A Philippine porcupine does not bristle with prestige platforms. It bristles with:
- Offshore Patrol Vessels and Fast Attack Missile Craft
- Mobile anti‑ship missiles
- Drones, radars, and maritime patrol aircraft
- Submarines and naval mines
Each “quill” is modest alone. Together, they impose disproportionate risk.
Naval Mines: Shaping the Battlespace
Naval mines are often dismissed as outdated or escalatory. In reality, they are one of the most cost‑effective tools in a porcupine arsenal—not as a stop‑gap for submarines, but as a permanent layer of sea denial.
In an archipelago of narrow straits and predictable approaches—Bashi Channel, Verde Island Passage, key West Philippine Sea approaches—defensive minefields:
- Channel hostile movement
- Raise uncertainty and clearance costs
- Operate continuously without constant presence
Mines shape the terrain.

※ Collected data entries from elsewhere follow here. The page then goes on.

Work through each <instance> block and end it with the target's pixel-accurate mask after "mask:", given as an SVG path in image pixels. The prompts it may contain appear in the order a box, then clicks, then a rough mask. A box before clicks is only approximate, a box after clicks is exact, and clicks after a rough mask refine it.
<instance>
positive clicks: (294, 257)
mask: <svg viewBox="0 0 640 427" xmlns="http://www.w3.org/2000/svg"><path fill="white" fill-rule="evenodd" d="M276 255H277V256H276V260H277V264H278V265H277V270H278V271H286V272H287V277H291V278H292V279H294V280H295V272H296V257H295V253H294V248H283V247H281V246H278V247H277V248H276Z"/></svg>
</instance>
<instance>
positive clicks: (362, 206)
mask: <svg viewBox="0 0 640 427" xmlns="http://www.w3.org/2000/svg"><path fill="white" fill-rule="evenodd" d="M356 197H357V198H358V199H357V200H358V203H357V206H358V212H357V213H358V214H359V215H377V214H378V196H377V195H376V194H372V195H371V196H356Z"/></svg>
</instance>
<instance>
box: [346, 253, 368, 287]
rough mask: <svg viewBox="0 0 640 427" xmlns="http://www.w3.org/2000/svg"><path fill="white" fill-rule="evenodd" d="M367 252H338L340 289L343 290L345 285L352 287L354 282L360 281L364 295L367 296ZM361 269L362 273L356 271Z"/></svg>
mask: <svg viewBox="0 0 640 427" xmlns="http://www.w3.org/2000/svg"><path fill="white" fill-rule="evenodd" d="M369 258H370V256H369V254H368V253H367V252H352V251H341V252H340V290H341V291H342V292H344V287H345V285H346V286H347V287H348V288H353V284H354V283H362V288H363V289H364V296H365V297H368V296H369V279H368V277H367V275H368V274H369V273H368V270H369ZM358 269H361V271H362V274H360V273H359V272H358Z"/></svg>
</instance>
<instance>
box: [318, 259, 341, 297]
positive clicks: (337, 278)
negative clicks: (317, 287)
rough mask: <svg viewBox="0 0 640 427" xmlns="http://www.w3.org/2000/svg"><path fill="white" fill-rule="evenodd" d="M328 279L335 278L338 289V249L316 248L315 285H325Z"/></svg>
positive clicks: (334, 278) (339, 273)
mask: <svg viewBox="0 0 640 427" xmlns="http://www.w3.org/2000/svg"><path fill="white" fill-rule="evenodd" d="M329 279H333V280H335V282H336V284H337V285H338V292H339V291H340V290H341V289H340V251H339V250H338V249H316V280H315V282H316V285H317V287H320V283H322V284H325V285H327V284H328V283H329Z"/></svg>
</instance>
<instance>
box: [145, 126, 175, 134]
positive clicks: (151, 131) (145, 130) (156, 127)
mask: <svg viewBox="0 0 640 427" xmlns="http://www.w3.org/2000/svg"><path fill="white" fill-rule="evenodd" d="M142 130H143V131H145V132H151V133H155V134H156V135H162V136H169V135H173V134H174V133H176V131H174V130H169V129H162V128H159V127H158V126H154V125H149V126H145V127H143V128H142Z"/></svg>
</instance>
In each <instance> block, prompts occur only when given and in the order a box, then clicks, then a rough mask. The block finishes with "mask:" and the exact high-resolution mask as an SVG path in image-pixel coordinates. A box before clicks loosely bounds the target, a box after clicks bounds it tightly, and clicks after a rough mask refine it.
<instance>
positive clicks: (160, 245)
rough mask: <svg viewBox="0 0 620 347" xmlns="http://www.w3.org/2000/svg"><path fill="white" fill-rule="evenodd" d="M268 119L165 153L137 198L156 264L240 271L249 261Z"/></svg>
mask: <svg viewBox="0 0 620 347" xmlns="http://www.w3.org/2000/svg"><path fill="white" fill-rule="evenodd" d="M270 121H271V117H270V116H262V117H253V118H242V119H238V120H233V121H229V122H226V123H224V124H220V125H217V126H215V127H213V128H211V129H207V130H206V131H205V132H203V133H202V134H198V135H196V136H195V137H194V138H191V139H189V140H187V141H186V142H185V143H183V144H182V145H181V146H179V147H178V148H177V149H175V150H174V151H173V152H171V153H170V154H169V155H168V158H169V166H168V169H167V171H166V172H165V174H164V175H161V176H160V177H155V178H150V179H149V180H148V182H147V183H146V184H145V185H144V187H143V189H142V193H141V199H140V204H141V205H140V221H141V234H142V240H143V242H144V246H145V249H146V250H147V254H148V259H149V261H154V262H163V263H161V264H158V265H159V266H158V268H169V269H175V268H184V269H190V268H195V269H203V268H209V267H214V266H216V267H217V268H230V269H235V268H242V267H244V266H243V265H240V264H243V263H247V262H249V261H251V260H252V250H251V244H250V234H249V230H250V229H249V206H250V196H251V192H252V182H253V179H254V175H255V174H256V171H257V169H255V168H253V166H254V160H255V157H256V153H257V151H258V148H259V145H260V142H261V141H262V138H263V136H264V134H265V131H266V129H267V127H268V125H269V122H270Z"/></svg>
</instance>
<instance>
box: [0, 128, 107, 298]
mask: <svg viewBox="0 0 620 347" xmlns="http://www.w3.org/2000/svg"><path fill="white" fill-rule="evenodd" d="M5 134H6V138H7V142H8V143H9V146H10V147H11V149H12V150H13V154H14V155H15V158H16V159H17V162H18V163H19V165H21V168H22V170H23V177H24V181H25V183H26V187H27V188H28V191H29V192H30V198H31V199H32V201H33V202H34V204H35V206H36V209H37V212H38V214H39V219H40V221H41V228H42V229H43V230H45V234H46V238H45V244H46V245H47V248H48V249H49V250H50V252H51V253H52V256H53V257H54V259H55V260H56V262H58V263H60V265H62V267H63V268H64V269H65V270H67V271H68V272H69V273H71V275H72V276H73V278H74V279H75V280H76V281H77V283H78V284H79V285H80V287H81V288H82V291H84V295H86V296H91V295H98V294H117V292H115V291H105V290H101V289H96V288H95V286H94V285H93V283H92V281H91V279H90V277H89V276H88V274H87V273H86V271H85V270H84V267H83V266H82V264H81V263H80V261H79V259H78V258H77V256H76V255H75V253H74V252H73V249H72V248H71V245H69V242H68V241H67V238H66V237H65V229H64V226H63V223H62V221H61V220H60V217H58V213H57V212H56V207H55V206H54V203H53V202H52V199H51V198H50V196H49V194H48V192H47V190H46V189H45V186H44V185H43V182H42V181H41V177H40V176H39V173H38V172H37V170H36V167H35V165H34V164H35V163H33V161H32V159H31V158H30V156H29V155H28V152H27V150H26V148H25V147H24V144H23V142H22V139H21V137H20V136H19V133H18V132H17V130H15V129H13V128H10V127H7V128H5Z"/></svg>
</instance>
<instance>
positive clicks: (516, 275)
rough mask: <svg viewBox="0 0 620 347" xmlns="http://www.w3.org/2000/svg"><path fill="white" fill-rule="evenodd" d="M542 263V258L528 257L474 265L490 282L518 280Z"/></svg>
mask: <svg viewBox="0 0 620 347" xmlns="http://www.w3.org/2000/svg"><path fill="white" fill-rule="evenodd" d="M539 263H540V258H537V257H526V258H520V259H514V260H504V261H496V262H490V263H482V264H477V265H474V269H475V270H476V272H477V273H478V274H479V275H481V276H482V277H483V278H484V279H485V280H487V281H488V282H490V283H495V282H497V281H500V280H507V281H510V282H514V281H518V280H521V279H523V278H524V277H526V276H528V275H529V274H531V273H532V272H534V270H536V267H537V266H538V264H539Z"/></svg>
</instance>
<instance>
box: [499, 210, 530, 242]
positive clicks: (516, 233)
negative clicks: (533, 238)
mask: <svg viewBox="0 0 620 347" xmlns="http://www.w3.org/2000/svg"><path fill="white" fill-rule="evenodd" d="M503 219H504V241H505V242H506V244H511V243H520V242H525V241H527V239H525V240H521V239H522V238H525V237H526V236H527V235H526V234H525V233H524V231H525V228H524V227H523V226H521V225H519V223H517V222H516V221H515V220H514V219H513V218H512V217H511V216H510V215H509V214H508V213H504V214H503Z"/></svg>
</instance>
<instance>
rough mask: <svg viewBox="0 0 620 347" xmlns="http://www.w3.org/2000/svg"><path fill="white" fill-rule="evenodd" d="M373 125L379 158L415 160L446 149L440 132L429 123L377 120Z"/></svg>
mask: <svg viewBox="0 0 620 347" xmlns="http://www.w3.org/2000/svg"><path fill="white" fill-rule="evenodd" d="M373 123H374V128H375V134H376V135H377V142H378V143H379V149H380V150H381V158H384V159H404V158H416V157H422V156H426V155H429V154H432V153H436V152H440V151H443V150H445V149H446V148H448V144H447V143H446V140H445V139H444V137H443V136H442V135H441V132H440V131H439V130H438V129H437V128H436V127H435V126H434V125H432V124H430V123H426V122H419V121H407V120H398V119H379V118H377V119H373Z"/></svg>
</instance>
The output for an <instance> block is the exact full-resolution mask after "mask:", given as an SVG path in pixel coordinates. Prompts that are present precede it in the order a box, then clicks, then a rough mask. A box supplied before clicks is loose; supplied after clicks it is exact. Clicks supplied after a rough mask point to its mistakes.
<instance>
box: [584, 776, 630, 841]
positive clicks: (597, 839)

Submarines exploit it. One does not replace the other.
The Cabbage Strategy: How Pressure Is Applied
China’s cabbage strategy—layering civilian, coast guard, and naval forces around a contested feature—has proven effective precisely because it avoids escalation.
The Philippine response must mirror this logic defensively:
- Coast Guard presence first
- Navy and Air Force as overwatch
- Legal, diplomatic, and information layers reinforcing the physical ones
This layered response requires numbers, persistence, and integration—not a single, high‑value asset.
National Resilience Framework: Security That Serves Citizens
The smarter path lies in a National Resilience Framework—a distributed system that serves both defense and civilian needs:
- OPVs and fast attack craft for daily sovereignty patrols
- Helicopters and C‑130s for disaster response and mobility
- Maritime domain awareness networks integrating radars, drones, satellites, and AIS
- Submarines and naval mines for credible, quiet deterrence
These assets deliver value every day, not just in wartime.
Conclusion: The Right Kind of Strength
The Philippines does not need to look powerful. It needs to be hard to coerce.
Aircraft carriers invite symbolic comparison and catastrophic loss. Porcupine forces impose constant friction. Against salami tactics and cabbage encirclement, resilience beats prestige.
Strategic focus—not spectacle—will protect Philippine waters, livelihoods, and sovereignty. The future of maritime defense is not a floating symbol, but a layered, stubborn, and citizen‑serving system.
Wait what? I hadn’t heard this one. The PN acquiring aircraft carriers would be insanity given capability gaps at more basic levels.
Even countries capable of sustained blue water operation (UK, France) foolishly build carriers as prestige flagships. The UK has two expensive carrier-sized amphibious assault ships due to re-equipping their new carriers with ski jumps. France couldn’t afford two carriers, so they only built one de Gaulle-class carrier. But the French have a *nuclear-powered* carrier, so they feel more awesome than the British.
The US has 1,000+ older model MQ-9A Predator B drones in surplus from the GWOT that have been superseded by longer range drones. There was discussion under the Biden administration to transfer these drones to Ukraine, but ultimately there was no transfer as while the drones have light attack capability they don’t have defensive capability beyond basic countermeasures so the drones would not be useful in a non-permissive airspace like over Ukraine. But for the Philippines to use as naval/sovereignty patrol and surveillance in a territory as small as the Philippines, a drone such as MQ-9A would be perfect. The Philippines should see if they could get the drones from the US for free, since AFAIK the drones are being slated for destruction anyway.